How to determine cause of memory leak while making predictions?

kullanici0606 · June 3, 2020, 8:39am

Hi,

We are using Deeplearning4j for making predictions where model is trained by Keras and imported to Deeplearning4j. Version is 1.0.0-beta6 [1]. We are using CPU backend, our CPU supports AVX2 and AVX512 instructions [2].

The code below is called by 40 threads each of which has its own CompuationGraph (no sharing). As we make predictions, off-heap memory usage keeps increasing and at some point OutOfMemoryError occurs:

Physical memory usage is too high: physicalBytes (341G) > maxPhysicalBytes (340G)

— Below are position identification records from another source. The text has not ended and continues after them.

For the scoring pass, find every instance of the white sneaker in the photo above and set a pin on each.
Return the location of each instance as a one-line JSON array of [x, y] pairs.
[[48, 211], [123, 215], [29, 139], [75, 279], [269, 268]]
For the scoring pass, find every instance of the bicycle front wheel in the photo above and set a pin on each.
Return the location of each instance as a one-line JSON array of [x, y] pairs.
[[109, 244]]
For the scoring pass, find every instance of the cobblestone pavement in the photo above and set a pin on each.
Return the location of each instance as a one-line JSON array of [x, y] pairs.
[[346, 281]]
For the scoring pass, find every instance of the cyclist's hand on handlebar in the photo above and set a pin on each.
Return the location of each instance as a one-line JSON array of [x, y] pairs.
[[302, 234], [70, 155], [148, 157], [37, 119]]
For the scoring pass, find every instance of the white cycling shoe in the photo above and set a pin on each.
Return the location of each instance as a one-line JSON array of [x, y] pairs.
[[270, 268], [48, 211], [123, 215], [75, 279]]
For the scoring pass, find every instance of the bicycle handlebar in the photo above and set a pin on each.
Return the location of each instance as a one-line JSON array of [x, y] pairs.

I couldn’t find the reason for this. How can I find what part of the code is leaking memory? Or what should I use to prevent memory leaks?

I added destroyAllWorkspacesForCurrentThread() when 80% threshold limit reached, however even though this code is called from each thread, memory keeps around 300G (see logging below code)

Program paramerers:

 -XX:+UseG1GC -Xms16g -Xmx100g -Dorg.bytedeco.javacpp.maxbytes=240G -Dorg.bytedeco.javacpp.maxphysicalbytes=250G

Running code:

private final WorkspaceConfiguration learningConfig = WorkspaceConfiguration.builder()
        .policyAllocation(AllocationPolicy.STRICT) // <-- this option disables overallocation behavior
        .policyLearning(LearningPolicy.FIRST_LOOP) // <-- this option makes workspace learning after first loop
        .build();

private void predict(ComputationGraph graph, float[] input1, float[] input2) {
    // called by 16 threas.
    long start = System.currentTimeMillis();
    try(MemoryWorkspace ws = Nd4j.getWorkspaceManager().getAndActivateWorkspace(learningConfig, "WORKSPACE_ID")) {
        INDArray firstInput = Nd4j.create(input1, SHAPE);
        INDArray secondInput = Nd4j.create(input2, SHAPE);
        long startForPredictions = System.currentTimeMillis();
        INDArray result = graph.output(false, ws, firstInput, secondInput)[0];
        // process is almost equivalent to no op for testing
        process(result);

        long end = System.currentTimeMillis();
        logger.info("Time took {} ms, prediction took {}",  end - start, end - startForPredictions);
    }
}

Graph import:

ComputationGraph graph = KerasModelImport.importKerasModelAndWeights(
                Paths.get(modelDirectory,  "model.json").toString(),
                Paths.get(modelDirectory, "model_weights.h5").toString());

Logging code:

logger.info("Physical bytes used by deeplearning4j: {} ({}), available bytes: {}", Pointer.physicalBytes(), Pointer.formatBytes(Pointer.physicalBytes()), Pointer.availablePhysicalBytes());

GC config:

Nd4j.getMemoryManager().setAutoGcWindow(10000);

[1] 1.0.0-beta7 gave an error during prections for imported model, therefore we delayed migration.
[2] We have declared nd4j-native avx2 and avx512 dependendencies in our pom.xml

raver119 · June 3, 2020, 8:42am

Just update to beta7, couple of leaks were fixed there.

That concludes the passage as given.